What about access to the data and the use of vehicle data? Is my driving info being hoovered up by some third party? And what is ground truth when I am being given varying lenses through which to grasp it?
Solutions are now available in the market – from companies such as TrafficLand in the U.S. – that are capable of integrating still images and live video from traffic cameras along my route allowing me to better understand the routing decisions my car or my apps are making for me. The optimum means for accessing this information would be through a built-in navigation system.
GM continues to offer built-in or “embedded” navigation across its product line with a handful of exceptions – such as entry-level models of the Bolt. Embedded navigation – usually part of the integrated “infotainment” system – is big business, representing billions of dollars in revenue from options packages for auto makers.
More importantly, the modern day infotainment system – lately rendered on a 10-inch or larger in-dash screen – is a critical point of customer engagement. The infotainment system is the focal point of in-vehicle communications, entertainment, and navigation – as well as vehicle status reports.
Vehicle owners around the world tell my employer – Strategy Analytics – in surveys and focus groups that the apps that are most important to them while driving relate to traffic, weather, and parking. Traffic is the most important, particularly predictive traffic information, because this data is what determines navigation routing decisions.
Navigation apps do not readily disclose their traffic sources, but it is reasonable to assume that a navigation app with HERE or TomTom map data is using HERE or TomTom-sourced traffic information. Googlemaps has its own algorithms as do Apple and Mapbox – but, of course, there is some mixing and matching between the providers of navigation, maps, and traffic data.
This is all the more reason why access to TrafficLand’s real-time traffic camera feeds is so important. Sometimes seeing is believing and TrafficLand’s traffic cameras are, by definition, monitoring the majority of known traffic hot spots across the country.
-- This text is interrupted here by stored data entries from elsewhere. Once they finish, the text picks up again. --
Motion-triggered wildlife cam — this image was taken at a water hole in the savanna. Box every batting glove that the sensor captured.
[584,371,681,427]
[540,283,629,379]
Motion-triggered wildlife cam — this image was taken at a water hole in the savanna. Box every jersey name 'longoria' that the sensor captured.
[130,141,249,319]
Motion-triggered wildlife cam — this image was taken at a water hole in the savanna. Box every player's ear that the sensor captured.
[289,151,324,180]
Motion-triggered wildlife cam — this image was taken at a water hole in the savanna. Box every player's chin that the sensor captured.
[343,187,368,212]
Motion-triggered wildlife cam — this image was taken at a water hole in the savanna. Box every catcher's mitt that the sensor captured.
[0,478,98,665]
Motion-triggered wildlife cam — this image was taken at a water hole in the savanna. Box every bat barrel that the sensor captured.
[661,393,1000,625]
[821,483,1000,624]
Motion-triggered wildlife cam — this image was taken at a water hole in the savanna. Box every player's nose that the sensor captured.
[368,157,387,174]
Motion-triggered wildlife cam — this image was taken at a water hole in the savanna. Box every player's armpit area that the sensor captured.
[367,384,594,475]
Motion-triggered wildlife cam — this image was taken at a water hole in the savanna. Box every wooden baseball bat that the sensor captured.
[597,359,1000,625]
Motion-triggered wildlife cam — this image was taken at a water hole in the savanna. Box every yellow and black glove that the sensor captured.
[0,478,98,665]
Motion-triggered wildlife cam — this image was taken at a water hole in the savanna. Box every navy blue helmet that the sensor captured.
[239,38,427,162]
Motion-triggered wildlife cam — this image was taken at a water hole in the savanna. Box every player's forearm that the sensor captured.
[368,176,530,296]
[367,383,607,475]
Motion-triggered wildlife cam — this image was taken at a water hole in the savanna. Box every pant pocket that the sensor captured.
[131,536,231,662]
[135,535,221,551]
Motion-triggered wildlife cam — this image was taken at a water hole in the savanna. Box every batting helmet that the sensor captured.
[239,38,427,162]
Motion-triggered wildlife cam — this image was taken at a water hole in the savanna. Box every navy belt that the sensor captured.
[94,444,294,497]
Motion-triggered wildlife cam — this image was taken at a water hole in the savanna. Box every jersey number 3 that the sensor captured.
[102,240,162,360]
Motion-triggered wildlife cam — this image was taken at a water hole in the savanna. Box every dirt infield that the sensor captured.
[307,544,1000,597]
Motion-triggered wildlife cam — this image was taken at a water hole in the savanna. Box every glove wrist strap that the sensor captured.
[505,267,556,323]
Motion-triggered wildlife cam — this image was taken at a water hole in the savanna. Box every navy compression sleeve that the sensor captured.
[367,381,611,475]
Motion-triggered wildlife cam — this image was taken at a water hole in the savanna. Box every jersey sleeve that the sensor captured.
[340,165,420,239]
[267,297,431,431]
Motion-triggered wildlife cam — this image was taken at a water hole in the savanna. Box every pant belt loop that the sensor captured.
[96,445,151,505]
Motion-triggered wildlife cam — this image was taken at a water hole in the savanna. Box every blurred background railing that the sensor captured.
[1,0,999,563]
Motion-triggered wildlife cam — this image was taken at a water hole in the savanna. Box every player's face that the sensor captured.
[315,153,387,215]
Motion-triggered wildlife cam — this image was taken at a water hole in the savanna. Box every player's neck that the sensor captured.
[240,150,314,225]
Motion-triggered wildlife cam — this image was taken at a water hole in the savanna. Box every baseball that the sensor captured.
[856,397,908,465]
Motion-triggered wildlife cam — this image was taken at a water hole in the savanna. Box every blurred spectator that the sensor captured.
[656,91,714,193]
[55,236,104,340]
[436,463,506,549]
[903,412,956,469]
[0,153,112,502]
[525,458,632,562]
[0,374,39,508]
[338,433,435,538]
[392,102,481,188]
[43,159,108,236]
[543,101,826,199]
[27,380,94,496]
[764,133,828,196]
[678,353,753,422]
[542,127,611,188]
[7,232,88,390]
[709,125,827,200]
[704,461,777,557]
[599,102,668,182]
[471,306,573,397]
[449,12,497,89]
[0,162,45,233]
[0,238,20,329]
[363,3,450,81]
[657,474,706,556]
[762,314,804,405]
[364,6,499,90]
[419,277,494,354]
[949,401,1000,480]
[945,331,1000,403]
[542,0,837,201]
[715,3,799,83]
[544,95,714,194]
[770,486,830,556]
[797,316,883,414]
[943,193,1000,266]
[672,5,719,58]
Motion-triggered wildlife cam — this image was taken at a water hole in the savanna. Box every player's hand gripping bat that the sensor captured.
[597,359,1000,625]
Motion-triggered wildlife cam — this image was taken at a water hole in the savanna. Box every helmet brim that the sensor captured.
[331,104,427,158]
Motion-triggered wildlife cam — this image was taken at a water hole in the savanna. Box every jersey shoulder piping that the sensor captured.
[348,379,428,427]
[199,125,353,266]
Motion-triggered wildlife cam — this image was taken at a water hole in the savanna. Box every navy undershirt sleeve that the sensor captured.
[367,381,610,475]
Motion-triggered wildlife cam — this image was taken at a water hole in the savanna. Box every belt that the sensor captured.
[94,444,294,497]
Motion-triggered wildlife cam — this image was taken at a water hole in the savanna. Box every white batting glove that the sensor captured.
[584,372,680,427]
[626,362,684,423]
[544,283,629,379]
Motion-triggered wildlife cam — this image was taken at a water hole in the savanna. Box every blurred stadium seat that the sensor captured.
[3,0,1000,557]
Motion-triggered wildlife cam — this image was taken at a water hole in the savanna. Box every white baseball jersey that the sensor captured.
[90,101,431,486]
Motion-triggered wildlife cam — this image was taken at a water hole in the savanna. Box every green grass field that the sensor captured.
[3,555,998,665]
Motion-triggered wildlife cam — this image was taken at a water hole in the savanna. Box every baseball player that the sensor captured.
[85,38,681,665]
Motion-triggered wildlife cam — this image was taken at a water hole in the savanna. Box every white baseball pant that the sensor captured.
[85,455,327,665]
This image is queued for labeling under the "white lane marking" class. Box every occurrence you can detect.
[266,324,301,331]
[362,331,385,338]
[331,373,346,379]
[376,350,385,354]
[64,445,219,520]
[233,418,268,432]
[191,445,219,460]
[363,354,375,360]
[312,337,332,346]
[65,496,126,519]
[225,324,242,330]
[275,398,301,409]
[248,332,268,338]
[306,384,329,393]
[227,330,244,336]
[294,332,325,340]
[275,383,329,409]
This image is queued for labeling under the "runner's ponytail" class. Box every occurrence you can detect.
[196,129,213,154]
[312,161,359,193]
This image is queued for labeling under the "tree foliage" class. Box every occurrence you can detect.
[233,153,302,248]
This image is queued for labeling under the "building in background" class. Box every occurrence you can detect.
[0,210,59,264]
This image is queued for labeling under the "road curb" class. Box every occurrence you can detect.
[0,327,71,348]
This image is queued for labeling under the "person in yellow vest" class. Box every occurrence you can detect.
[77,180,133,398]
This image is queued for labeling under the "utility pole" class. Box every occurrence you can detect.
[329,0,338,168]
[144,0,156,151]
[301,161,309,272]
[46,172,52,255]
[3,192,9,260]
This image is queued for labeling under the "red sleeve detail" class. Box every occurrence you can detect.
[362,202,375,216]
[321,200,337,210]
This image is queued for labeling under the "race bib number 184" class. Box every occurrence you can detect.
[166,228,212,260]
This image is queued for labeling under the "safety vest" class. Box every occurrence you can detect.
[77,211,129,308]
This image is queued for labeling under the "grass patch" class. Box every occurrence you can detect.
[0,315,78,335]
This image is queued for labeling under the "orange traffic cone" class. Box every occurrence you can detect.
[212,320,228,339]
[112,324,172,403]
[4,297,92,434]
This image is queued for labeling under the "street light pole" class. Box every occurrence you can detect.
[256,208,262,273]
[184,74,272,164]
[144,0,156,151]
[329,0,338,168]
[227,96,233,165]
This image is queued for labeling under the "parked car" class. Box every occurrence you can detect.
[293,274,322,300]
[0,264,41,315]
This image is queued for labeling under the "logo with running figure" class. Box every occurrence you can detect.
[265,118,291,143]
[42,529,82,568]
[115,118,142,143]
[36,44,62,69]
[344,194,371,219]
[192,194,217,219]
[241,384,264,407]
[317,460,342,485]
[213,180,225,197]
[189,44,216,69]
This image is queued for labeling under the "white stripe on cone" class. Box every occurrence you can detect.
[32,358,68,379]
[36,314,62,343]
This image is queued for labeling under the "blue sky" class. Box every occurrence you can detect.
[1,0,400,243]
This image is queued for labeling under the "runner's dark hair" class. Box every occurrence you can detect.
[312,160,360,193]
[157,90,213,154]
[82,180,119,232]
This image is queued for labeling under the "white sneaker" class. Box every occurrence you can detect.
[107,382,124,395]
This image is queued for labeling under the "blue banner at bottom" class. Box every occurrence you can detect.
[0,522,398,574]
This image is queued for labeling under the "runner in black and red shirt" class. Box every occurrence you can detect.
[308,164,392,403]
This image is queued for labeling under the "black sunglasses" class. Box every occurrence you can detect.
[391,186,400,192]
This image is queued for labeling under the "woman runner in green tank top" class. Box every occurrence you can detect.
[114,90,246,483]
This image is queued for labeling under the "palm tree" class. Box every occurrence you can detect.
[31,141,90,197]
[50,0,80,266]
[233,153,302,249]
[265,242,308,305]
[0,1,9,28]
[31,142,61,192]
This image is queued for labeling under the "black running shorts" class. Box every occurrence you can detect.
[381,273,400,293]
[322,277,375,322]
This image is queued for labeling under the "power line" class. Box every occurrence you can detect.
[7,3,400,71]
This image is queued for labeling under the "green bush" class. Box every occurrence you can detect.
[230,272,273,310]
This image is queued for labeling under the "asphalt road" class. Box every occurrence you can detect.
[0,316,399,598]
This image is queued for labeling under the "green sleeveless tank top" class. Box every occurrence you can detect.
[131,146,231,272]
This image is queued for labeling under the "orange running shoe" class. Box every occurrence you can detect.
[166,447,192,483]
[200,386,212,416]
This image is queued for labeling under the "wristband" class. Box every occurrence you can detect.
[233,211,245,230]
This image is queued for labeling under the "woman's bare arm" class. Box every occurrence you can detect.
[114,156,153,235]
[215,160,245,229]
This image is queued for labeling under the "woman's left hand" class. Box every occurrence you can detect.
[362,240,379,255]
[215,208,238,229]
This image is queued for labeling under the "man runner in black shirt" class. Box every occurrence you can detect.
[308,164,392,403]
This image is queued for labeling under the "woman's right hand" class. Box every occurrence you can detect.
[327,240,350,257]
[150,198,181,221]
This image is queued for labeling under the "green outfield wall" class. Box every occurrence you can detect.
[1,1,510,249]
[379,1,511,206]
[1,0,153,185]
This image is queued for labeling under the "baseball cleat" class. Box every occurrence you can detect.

When the navigation system in my car wants to re-route me – requesting my approval – I’d like to see the evidence to justify a change in plans. Access to traffic camera info can provide that evidence.
I can understand why GM – and some other auto makers such as Toyota – have opted to drop embedded navigation availability from some cars as budget-minded consumers seek to pinch some pennies. But the embedded map represents the core of a contextually aware in-vehicle system.
There is extraordinary customer retention value in building navigation into every car – particularly an EV. The fundamental principles of creating safe, connected cars call for the integration of a location-aware platform including navigation.
Deleting navigation may be a practical consideration as attach rates decline, but it’s bad for business. In fact, there is a bit of a head-snapping irony in GM or Toyota or any auto maker deleting embedded navigation in favor of a subscription-based navigation experience from Mapbox or Google. These car makers are telling themselves that the customers least able to pay for built-in navigation will be willing to pay a monthly subscription for an app. I think not.
This is very short-term thinking. Location awareness is a brand-defining experience and auto makers targeting “connected services” opportunities will want to have an on-board, built-in navigation system. If not, the auto maker that deletes built-in navigation will be handing the customer relationship and the related aftermarket profits to third parties such as Apple, Amazon, and Google. That’s the real ground truth.